Im Podcast Buch-Nichttipp: Der Schwarm hat Annik Rubens mehr oder weniger kein gutes Haar an Frank Schätzings “Der Schwarm” gelassen. Ich kann zumindest einen Teil der Kritik zwar nachvollziehen, möchte aber trotzdem meinen Senf dazugebenDafür sind Blogs ja da, oder?.
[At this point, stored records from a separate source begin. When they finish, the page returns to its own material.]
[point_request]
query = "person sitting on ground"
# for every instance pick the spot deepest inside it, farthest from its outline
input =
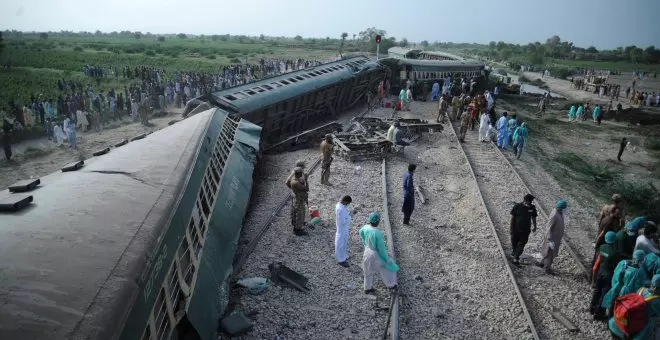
(645, 241)
(628, 277)
(652, 306)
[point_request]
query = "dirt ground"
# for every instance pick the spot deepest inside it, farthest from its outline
(38, 157)
(567, 160)
(563, 87)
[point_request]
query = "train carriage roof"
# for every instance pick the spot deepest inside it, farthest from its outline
(263, 93)
(441, 64)
(71, 262)
(402, 51)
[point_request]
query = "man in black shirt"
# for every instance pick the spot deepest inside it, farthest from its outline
(523, 215)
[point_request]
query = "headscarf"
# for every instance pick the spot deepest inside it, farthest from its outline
(638, 255)
(610, 237)
(374, 218)
(561, 205)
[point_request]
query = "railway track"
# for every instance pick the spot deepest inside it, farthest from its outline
(392, 324)
(540, 295)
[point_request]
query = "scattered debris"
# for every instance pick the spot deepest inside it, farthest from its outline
(24, 185)
(14, 203)
(235, 324)
(255, 285)
(281, 274)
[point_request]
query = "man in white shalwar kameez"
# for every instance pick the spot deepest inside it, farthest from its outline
(483, 127)
(343, 222)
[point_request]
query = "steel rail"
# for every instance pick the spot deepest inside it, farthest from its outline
(523, 305)
(567, 240)
(393, 317)
(262, 230)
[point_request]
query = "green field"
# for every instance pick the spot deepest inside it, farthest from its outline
(31, 65)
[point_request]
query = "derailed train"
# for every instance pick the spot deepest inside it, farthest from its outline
(296, 101)
(139, 242)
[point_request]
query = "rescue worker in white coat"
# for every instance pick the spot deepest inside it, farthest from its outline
(343, 222)
(554, 235)
(375, 259)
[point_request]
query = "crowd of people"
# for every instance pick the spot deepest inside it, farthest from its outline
(88, 108)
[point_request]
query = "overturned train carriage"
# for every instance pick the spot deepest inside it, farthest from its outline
(291, 103)
(419, 71)
(138, 244)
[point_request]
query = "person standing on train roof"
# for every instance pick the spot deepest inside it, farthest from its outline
(646, 241)
(503, 132)
(343, 222)
(523, 216)
(405, 102)
(652, 306)
(326, 151)
(408, 194)
(553, 236)
(626, 237)
(512, 124)
(608, 258)
(375, 258)
(628, 277)
(300, 189)
(617, 201)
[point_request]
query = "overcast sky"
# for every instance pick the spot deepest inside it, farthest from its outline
(601, 23)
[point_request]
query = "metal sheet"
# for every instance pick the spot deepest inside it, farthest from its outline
(71, 263)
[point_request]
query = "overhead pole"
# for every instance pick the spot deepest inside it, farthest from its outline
(377, 46)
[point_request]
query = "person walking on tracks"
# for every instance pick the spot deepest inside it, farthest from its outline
(326, 150)
(343, 222)
(408, 194)
(375, 258)
(299, 164)
(300, 189)
(523, 216)
(553, 236)
(465, 123)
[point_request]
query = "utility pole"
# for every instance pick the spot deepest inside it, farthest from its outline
(377, 46)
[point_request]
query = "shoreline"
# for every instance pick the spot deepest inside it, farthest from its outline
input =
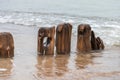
(26, 65)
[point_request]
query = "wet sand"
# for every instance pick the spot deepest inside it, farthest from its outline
(27, 65)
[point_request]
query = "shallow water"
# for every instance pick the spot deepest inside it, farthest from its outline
(27, 65)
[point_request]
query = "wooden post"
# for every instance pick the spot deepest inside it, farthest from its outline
(48, 46)
(83, 38)
(96, 43)
(6, 45)
(63, 38)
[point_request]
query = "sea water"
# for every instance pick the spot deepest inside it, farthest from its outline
(103, 16)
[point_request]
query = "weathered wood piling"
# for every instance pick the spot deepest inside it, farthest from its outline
(6, 45)
(86, 40)
(63, 38)
(46, 47)
(83, 37)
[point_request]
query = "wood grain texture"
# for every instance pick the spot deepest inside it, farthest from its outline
(63, 38)
(46, 48)
(6, 45)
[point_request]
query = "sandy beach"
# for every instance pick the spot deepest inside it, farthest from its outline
(27, 65)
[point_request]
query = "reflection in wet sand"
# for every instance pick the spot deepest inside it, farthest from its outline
(61, 62)
(50, 66)
(6, 66)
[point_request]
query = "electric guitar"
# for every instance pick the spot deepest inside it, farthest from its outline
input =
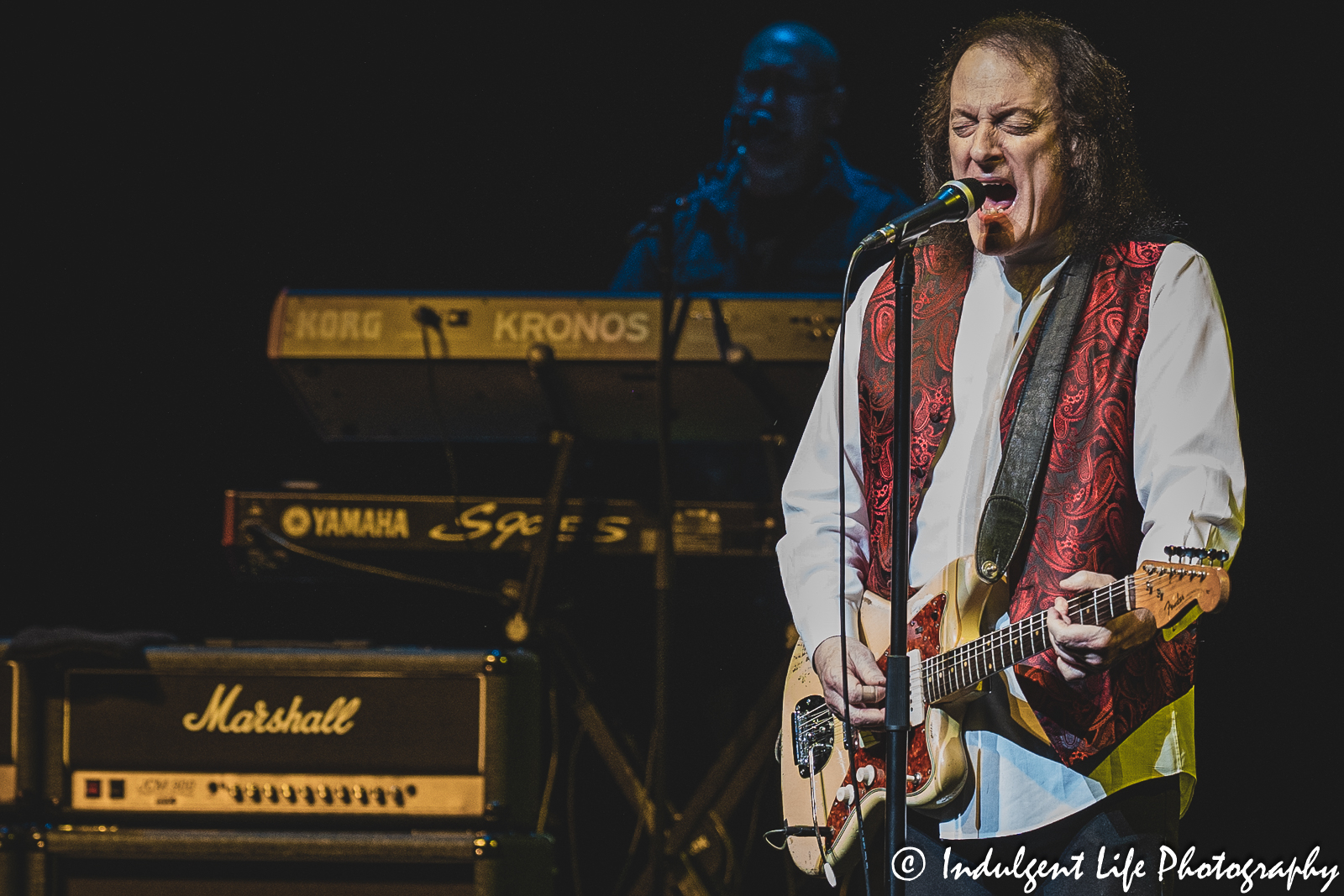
(953, 647)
Ich habe das Buch auch erst vor kurzem gelesen und mir hat es sehr gut gefallen. Allerdings wirkt das Buch auf mich wie ein Directors Cut, also eine Fassung wie sie der Regisseur (oder in diesem Fall der Autor) gerne veröffentlicht hätte, welche aber von der produzierenden Firma als nicht massentauglich abgelehnt wurde. Vermutlich bin ich, als jemand der auf DVDs zuerst nachsieht ob sich – neben dem obligatorischen O-TON natürlich – auch noch ein “Running Commentary” und eine alternative Schnittfassung findet, nicht repräsentativ, aber mir haben gerade die zusätzlichen Informationen sehr gut gefallen. Eventuell hätte man ja eine gradlinigere Fassung für ungeduldige Leser(innen) herausbringen können, aber dann hätten sich vermutlich trotzdem alle die Lang-Fassung gekauft, aus Angst etwas zu verpassen. Meiner (unmassgeblichen) Meinung nach, hat der Verlag und Frank Schätzing alles richtig gemacht.
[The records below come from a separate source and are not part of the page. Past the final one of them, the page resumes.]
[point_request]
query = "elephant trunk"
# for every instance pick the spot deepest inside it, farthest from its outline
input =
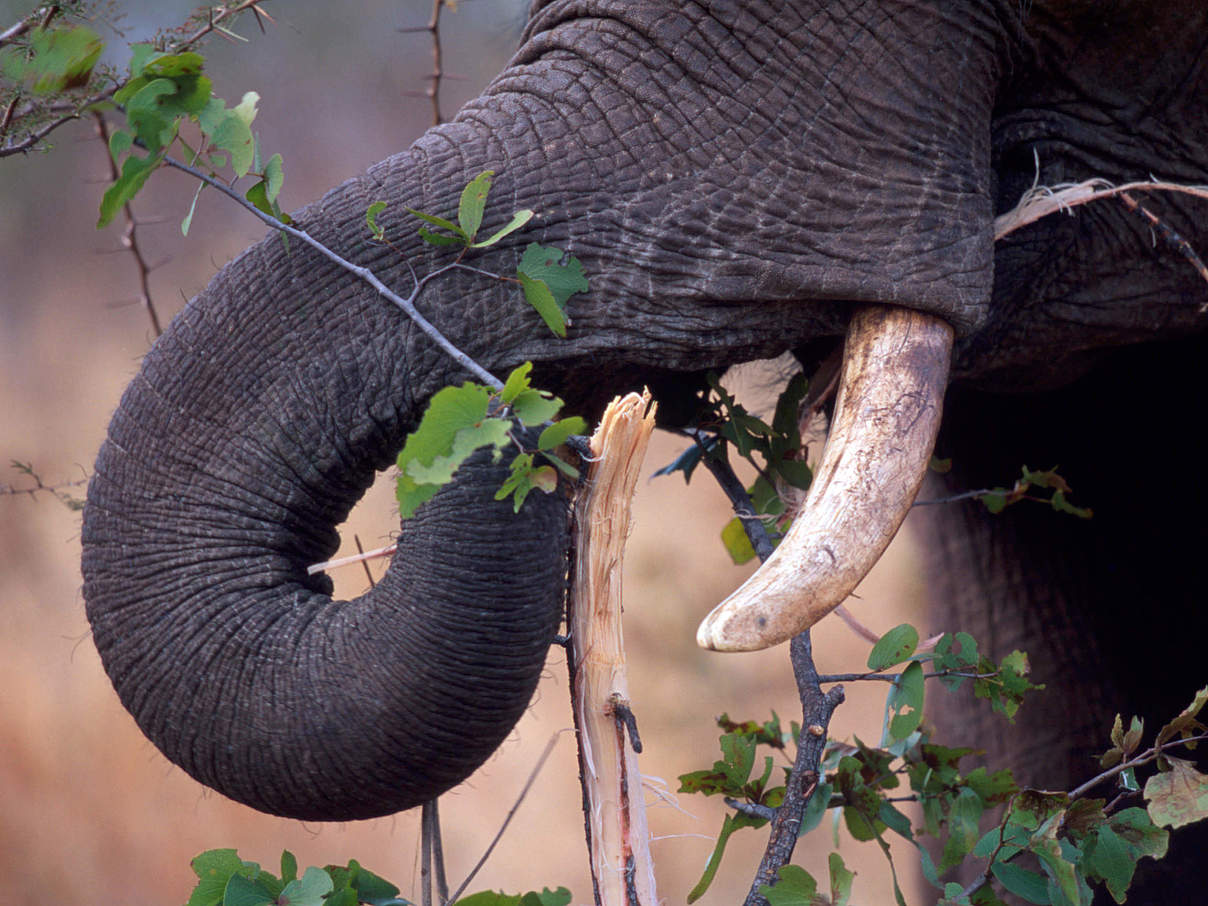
(254, 425)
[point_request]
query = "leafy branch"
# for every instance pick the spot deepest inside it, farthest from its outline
(52, 75)
(226, 880)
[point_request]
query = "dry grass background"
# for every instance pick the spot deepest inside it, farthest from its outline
(89, 812)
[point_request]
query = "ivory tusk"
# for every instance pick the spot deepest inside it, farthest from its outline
(895, 370)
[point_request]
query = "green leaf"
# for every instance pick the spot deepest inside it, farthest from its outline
(214, 869)
(449, 412)
(134, 174)
(192, 207)
(259, 196)
(516, 382)
(904, 707)
(893, 648)
(562, 279)
(489, 433)
(794, 887)
(242, 892)
(729, 825)
(170, 65)
(233, 135)
(523, 478)
(1113, 860)
(309, 889)
(541, 298)
(557, 434)
(152, 125)
(440, 222)
(371, 220)
(474, 202)
(274, 176)
(963, 817)
(518, 219)
(535, 407)
(1026, 884)
(62, 57)
(841, 880)
(1178, 796)
(737, 542)
(120, 141)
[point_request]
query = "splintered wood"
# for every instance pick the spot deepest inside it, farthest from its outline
(613, 793)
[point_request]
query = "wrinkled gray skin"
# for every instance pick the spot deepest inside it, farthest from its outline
(735, 178)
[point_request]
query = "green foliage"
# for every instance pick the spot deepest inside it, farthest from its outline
(780, 463)
(498, 898)
(463, 419)
(56, 59)
(547, 277)
(163, 92)
(998, 499)
(1046, 848)
(1003, 685)
(226, 880)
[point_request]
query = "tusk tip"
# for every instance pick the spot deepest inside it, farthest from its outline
(737, 628)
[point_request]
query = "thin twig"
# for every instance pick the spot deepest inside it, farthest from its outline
(719, 466)
(365, 562)
(511, 813)
(434, 87)
(1041, 201)
(407, 305)
(129, 236)
(817, 708)
(1172, 238)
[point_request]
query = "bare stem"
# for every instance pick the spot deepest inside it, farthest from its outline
(407, 305)
(507, 819)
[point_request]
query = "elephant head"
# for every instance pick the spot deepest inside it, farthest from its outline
(738, 180)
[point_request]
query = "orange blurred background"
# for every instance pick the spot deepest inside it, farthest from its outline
(89, 812)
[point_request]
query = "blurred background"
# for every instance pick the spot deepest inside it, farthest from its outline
(89, 812)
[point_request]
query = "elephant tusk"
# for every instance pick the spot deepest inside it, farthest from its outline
(895, 370)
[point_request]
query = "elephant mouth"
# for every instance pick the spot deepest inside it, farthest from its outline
(887, 414)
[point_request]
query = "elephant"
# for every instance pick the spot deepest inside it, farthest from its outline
(739, 180)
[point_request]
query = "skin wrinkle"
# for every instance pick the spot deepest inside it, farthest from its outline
(722, 210)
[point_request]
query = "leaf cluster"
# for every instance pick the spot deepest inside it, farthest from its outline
(861, 783)
(547, 277)
(226, 880)
(58, 58)
(163, 92)
(780, 457)
(1047, 848)
(998, 499)
(463, 419)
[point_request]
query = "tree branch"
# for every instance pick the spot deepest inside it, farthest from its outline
(406, 305)
(817, 708)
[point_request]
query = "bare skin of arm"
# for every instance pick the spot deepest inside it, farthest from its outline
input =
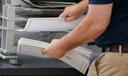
(93, 25)
(74, 11)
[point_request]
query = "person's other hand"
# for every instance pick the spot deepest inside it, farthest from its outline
(71, 12)
(54, 50)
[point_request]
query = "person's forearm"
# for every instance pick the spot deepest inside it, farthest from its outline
(83, 33)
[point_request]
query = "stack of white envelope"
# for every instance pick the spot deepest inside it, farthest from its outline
(78, 58)
(51, 24)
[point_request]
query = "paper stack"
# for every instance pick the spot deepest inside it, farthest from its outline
(51, 24)
(78, 58)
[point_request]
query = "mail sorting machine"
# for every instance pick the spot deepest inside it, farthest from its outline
(14, 14)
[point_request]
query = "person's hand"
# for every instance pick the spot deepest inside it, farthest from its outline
(54, 50)
(71, 12)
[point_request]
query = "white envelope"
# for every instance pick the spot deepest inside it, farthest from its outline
(78, 58)
(50, 24)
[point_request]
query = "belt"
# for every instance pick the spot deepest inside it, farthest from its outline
(115, 48)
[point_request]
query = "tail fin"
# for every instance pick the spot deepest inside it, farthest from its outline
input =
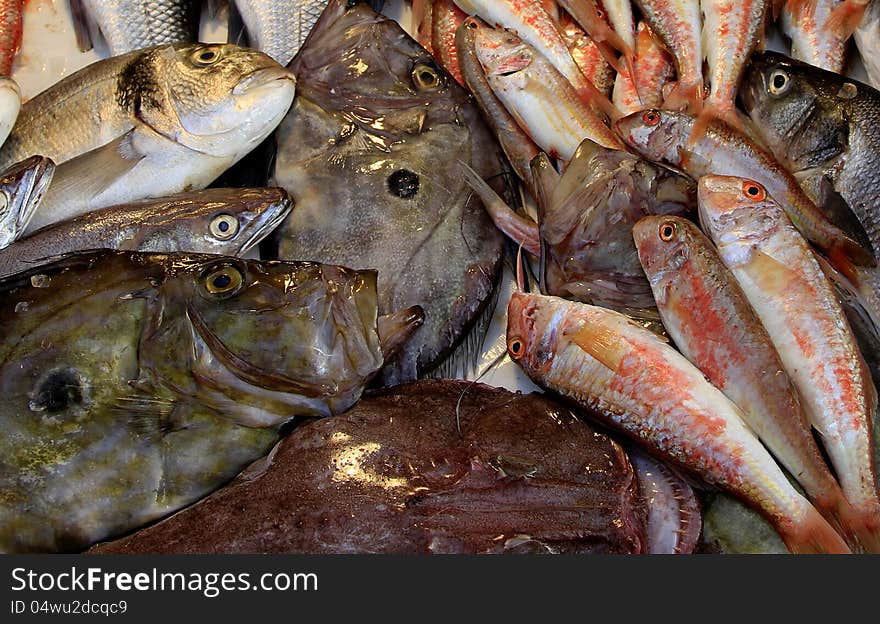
(813, 536)
(844, 20)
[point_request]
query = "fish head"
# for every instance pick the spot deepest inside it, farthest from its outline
(218, 99)
(779, 96)
(534, 326)
(22, 187)
(662, 244)
(656, 134)
(501, 53)
(267, 338)
(736, 210)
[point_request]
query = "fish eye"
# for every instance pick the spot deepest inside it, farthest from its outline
(754, 191)
(651, 117)
(515, 348)
(225, 281)
(224, 226)
(780, 82)
(206, 56)
(667, 231)
(425, 77)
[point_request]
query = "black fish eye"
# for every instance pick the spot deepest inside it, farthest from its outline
(404, 183)
(779, 82)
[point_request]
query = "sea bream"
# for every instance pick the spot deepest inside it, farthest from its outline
(149, 123)
(358, 153)
(227, 222)
(136, 383)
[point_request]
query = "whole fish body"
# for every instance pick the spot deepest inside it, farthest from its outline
(586, 226)
(822, 127)
(11, 22)
(358, 153)
(867, 38)
(516, 143)
(662, 136)
(129, 25)
(797, 305)
(394, 475)
(677, 24)
(22, 187)
(135, 384)
(711, 322)
(634, 382)
(539, 98)
(149, 123)
(220, 221)
(812, 41)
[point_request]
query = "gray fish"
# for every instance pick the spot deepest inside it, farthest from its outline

Subjektiv gesehen ist es bei einem Buch wie beim Essen, genauso wie man ja nicht gezwungen wird alles aufzuessen, ist man ja auch nicht gezwungen jede Seite sklavisch – Buchstabe für Buchstabe – in sich aufzunehmen. Ich kenne sogar Leute, die zuerst den Schluss eines Buches lesen, um sicherzustellen, dass sie nicht enttäuscht werden. Sicherlich nicht im Sinne der Autoren(innen), aber wie möchte man jemanden zwingen ein Buch linear zu konsumieren?